The Financial Times has reported today of parallel complaints that were filed simultaneously in Australia, Ireland, Switzerland, and the United Kingdom by the Global Legal Action Network (GLAN) before Multiple National Contact Points (NCPs) of the Organisation for Economic Co-operation and Development (OECD). They will begin the process of investigating three international mining giants (BHP, Anglo American and Glencore) over allegations of serious human rights abuses and devastating environmental pollution at the Cerrejón coal mine in Colombia, and investigating Ireland’s state-owned energy provider, the ESB, over purchases of coal from the mine having allegedly failed to identify adverse impacts which are directly linked to the mine operations.
The Organisation for Economic Co-operation and Development is an intergovernmental economic organisation with 37 member countries, founded in 1961 to stimulate economic progress and world trade.
If successful, the three companies that jointly own the Cerrejón mine (BHP, Anglo American, and Glencore) will have to take steps to comply with the OECD Guidelines for Multinational Enterprises, including progressively closing down the mine in full and environmental restoration. The complaints against the mining giants also call for the full compensation of communities for the harms they allege they have suffered.
Separate complaints have also been lodged against Dublin-based Coal Marketing Company (CMC), which is the exclusive marketer of coal from the Colombian mine, as well as Ireland’s Electricity Supply Board (ESB) (95% owned by the Irish state), which has been a major purchaser of the mine’s coal. In 2019, the UN Committee on the Elimination of Racial Discrimination recommended that Ireland “consider stopping purchasing coal from the Cerrejón mine”.

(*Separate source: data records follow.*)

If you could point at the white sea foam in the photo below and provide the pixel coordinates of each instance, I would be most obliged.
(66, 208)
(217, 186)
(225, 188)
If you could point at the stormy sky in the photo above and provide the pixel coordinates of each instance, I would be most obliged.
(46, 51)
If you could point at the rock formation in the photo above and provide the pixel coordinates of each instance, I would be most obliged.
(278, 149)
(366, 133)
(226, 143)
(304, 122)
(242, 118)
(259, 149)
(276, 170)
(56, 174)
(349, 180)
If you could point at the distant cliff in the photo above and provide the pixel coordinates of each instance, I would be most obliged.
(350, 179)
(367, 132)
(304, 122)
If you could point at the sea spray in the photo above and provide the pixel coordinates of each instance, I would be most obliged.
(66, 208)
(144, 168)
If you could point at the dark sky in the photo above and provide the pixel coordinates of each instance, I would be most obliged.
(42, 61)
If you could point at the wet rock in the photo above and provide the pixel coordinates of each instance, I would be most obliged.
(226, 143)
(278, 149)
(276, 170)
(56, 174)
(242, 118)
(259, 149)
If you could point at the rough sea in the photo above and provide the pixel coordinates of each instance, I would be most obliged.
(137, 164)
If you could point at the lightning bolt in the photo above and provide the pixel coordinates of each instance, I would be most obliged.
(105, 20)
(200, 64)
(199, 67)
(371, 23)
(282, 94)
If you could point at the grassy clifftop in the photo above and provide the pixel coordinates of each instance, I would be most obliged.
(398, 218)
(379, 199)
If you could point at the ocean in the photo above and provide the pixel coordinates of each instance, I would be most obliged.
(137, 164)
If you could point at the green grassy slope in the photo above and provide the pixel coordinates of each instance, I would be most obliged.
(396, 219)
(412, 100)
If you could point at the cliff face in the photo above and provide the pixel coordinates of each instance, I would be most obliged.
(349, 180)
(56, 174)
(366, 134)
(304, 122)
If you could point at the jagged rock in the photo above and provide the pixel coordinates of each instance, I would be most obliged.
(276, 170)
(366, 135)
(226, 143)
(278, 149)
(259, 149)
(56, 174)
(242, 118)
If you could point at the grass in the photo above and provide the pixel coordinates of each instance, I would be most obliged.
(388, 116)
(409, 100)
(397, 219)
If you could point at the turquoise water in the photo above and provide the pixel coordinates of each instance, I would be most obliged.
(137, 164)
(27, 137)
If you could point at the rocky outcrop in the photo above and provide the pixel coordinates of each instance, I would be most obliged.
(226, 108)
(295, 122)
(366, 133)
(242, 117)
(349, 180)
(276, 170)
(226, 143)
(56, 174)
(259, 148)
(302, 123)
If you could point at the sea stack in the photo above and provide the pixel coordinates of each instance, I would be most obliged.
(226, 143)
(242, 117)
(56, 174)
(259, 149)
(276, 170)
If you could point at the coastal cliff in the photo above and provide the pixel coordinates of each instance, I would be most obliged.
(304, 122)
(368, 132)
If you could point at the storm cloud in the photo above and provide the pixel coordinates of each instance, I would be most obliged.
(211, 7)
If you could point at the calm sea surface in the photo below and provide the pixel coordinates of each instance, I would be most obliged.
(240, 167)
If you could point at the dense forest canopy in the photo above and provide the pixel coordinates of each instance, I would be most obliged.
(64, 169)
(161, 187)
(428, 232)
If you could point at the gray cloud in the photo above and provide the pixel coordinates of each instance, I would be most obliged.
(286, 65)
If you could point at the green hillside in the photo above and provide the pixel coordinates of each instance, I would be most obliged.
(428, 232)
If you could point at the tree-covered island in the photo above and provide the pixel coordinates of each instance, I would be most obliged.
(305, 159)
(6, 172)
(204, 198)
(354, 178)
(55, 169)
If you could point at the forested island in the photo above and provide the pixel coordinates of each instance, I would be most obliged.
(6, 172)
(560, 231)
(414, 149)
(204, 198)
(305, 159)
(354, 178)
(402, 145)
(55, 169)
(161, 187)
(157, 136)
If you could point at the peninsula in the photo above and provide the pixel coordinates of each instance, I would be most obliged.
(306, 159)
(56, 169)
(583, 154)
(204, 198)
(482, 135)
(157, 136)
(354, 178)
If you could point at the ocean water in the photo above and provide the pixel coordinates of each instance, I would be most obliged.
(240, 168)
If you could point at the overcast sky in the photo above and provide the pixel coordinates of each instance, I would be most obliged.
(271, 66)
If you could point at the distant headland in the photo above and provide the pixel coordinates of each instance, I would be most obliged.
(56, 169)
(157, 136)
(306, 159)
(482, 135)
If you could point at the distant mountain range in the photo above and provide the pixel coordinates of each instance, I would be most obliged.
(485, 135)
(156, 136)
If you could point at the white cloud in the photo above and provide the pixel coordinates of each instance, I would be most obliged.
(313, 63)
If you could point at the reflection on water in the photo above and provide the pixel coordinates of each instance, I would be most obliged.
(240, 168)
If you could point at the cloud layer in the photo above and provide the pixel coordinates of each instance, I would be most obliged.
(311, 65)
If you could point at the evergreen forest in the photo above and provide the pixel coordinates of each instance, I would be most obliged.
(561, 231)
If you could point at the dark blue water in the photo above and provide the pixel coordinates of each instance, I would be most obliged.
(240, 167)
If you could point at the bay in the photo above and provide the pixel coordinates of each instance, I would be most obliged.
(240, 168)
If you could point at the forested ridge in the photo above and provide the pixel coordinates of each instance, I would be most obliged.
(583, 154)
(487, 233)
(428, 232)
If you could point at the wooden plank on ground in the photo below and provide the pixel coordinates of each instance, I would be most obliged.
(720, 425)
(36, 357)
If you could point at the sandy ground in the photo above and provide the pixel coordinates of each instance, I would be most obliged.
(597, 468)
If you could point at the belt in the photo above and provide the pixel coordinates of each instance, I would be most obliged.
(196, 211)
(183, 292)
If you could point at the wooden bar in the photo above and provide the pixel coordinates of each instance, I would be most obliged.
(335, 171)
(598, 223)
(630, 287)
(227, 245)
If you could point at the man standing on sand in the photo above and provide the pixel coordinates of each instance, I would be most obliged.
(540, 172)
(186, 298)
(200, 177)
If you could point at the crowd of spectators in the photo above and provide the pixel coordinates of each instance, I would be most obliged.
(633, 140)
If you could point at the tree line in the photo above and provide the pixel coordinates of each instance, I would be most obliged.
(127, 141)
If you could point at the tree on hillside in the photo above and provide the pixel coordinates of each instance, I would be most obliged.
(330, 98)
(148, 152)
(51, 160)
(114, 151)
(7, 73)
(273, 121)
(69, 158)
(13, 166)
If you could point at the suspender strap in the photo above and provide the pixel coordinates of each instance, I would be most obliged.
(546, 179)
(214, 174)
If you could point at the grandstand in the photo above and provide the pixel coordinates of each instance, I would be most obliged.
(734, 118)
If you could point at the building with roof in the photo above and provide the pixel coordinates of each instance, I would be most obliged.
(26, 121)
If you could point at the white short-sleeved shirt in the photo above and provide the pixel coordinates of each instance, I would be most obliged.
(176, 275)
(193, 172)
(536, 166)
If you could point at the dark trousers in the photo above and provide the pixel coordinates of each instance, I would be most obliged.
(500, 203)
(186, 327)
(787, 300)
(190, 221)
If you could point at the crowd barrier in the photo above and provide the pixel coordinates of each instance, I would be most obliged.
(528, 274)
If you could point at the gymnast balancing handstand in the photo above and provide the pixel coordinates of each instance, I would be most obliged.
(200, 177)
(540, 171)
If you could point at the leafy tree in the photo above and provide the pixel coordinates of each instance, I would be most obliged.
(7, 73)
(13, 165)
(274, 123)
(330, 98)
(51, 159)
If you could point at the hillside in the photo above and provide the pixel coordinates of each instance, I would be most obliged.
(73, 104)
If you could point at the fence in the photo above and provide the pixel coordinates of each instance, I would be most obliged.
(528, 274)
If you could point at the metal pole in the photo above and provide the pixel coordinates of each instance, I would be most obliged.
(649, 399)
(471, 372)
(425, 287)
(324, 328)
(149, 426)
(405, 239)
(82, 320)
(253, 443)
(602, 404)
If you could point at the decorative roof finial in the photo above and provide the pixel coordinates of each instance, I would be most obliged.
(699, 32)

All five complaints have been lodged with the relevant National Contact Points for the OECD, which are tasked with ensuring that companies comply with the OECD Guidelines for Multinational Enterprises.
Monica Feria-Tinta was instructed by GLAN in the preparation of the OECD complaints.
GLAN’s work was led by legal researcher Aislinn Kelly-Lyth. The complaints are being supported by a coalition of Colombian, Irish and international human rights and environmental NGOs.